The wild card onlies averaged a 2.7 score
The wild card leaners averaged 2.6
The division leaners averaged 2.9
The division favorites averaged 3.2
What we see -- again, based on subjective assessments and inexact definitions -- is that division favorites are more likely to empty their farm to get the biggest names at the trade deadline. They make these trades even though, by the playoff odds, they're already nearly certain to be in the postseason. That's the math that GMs have, more or less, settled on: If you're going to trade a great prospect for a rental, you strongly prefer the certainty of knowing you'll be playing in October.
But wild card onlies also are very active -- not quite as active but almost as active. The 2017 Diamondbacks' playoff odds were split 0/87 at the trade deadline, and they went out and got J.D. Martinez. The 2015 Toronto Blue Jays traded for David Price and Troy Tulowitzki, though at the time they seemed to be only wild-card contenders. (As it turned out, they erased a six-game lead and won the division.) Only one of the 15 wild card onlies made no trades at all.
It is undeniable that winning a wild card isn't as likely to lead to a World Series as winning a division. The 2014 San Francisco Giants -- a wild card -- pulled off a World Series title, but the other 27 wild-card teams since 2012 have failed. Half of those 28, of course, lost immediately. Of the 14 that moved on, only six won their division series; of those six that moved on, only two won their league championship series. Division winners play, on average, 8.7 playoff games. Wild-card winners, on the other hand, play 4.7.
But there are more factors to consider. A wild-card contender isn't just playing for the (admittedly unlikely) World Series parade.

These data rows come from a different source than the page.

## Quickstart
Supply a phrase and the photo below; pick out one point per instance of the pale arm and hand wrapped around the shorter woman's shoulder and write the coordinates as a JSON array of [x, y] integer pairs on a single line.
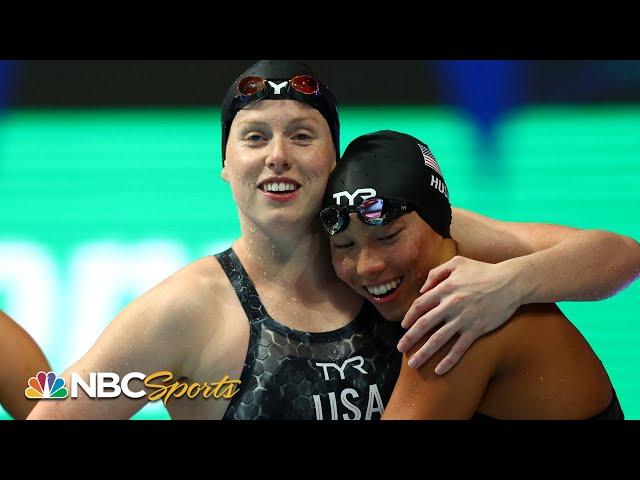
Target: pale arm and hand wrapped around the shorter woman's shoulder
[[503, 265]]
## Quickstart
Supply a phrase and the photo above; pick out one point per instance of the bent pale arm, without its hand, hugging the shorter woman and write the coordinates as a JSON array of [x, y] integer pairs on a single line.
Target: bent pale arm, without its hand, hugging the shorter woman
[[550, 263]]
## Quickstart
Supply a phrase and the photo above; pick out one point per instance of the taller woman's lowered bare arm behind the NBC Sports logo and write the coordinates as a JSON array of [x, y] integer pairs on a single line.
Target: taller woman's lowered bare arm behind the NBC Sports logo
[[143, 338]]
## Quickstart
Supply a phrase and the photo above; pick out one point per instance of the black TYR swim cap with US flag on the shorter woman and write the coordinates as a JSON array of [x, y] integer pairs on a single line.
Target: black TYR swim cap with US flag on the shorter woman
[[392, 165]]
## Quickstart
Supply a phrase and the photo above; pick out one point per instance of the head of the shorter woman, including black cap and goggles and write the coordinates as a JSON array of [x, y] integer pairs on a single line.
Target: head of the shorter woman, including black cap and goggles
[[394, 189]]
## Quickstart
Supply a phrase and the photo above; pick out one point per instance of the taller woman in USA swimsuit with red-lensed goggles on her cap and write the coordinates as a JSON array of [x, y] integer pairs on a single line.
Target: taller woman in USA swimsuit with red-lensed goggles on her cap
[[270, 311]]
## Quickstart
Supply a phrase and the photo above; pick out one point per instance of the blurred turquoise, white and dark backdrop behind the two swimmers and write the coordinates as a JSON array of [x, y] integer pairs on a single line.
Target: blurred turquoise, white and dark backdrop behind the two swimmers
[[109, 174]]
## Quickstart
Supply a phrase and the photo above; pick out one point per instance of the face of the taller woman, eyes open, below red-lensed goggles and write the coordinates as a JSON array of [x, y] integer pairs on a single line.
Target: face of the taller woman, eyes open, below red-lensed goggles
[[264, 139]]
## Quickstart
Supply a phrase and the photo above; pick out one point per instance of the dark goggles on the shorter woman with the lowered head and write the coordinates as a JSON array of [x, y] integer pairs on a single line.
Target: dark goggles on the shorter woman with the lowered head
[[373, 211]]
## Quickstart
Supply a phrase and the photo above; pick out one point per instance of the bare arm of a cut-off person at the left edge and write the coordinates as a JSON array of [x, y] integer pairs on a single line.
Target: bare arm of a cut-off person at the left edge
[[20, 359]]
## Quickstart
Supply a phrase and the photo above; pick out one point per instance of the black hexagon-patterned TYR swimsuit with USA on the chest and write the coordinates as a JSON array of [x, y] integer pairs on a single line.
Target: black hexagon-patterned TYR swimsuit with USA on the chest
[[346, 374]]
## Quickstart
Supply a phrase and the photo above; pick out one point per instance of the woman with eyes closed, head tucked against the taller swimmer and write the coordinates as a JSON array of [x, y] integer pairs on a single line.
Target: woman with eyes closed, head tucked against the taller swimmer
[[383, 240]]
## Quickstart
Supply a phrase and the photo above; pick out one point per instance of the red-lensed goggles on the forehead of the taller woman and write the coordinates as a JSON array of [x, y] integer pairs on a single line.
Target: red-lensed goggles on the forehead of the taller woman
[[251, 89]]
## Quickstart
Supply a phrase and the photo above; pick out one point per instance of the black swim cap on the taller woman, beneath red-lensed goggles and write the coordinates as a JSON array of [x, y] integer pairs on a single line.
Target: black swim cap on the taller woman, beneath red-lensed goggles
[[279, 71]]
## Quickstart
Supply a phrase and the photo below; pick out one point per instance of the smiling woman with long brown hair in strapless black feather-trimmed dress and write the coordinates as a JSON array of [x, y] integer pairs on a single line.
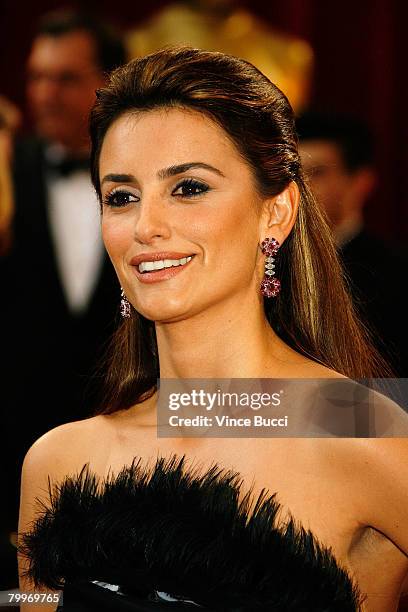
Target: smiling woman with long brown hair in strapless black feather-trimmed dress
[[196, 165]]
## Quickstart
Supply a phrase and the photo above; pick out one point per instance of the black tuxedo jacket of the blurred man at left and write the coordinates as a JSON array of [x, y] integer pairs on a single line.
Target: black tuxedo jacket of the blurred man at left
[[49, 353]]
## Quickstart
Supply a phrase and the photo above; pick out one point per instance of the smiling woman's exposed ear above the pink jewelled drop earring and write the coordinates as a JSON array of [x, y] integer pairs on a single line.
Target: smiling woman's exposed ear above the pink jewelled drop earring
[[279, 214]]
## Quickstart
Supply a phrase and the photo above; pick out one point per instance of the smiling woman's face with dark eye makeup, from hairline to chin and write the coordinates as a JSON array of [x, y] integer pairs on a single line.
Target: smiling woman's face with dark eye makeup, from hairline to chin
[[176, 193]]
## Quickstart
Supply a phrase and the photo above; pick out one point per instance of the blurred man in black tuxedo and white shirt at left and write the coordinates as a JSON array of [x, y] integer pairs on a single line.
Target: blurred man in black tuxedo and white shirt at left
[[60, 291]]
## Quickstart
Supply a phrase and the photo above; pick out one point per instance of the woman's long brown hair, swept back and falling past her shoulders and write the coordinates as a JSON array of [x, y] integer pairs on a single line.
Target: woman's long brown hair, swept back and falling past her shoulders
[[313, 313]]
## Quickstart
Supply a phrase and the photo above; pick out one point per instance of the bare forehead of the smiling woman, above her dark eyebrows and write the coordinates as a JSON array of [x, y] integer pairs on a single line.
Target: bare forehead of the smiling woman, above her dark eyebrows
[[164, 137]]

The team is also playing to avoid the failure of missing the postseason completely -- and to avoid the extra failure of falling out of a pennant race before the season is over. Failing to win a World Series is disappointing, but more or less expected and terrifyingly out of a GM's control; failing to draw crowds in mid-September because you aren't in a pennant race is disappointing and a reflection of a season's worth of failure.
The second wild card was born in an interesting time. From 2006 through 2015, only four teams in the majors won more than 98 games. The median win total for a division champ was 92 games. It was easy, at the time, to see a wild card as "cheap" when the division was such a reasonable goal to chase. It was, perhaps, easy to figure that a team was better off saving its future resources and trying to make a run at the following season's division title.
But in the past three years, six teams have won 100 games, and FanGraphs' playoff odds expect three more to do so this year. The median win total for a division has shot up to 96. Next year's division title looks tough.
For teams such as the Diamondbacks, Rays, Giants and Oakland Athletics, it might be daunting to consider the odds of winning the World Series through a crowded wild-card race and then a wild-card berth. Hazen's Diamondbacks are, according to FanGraphs, only about 1-in-500 to win the World Series, and objectively, that might not be a position they should be staking themselves to.
But as long as superteams rule their divisions, the odds of winning it all any other way are close to impossible. It's a real dilemma, and over the next few days those teams -- and others -- will be trying to figure it out.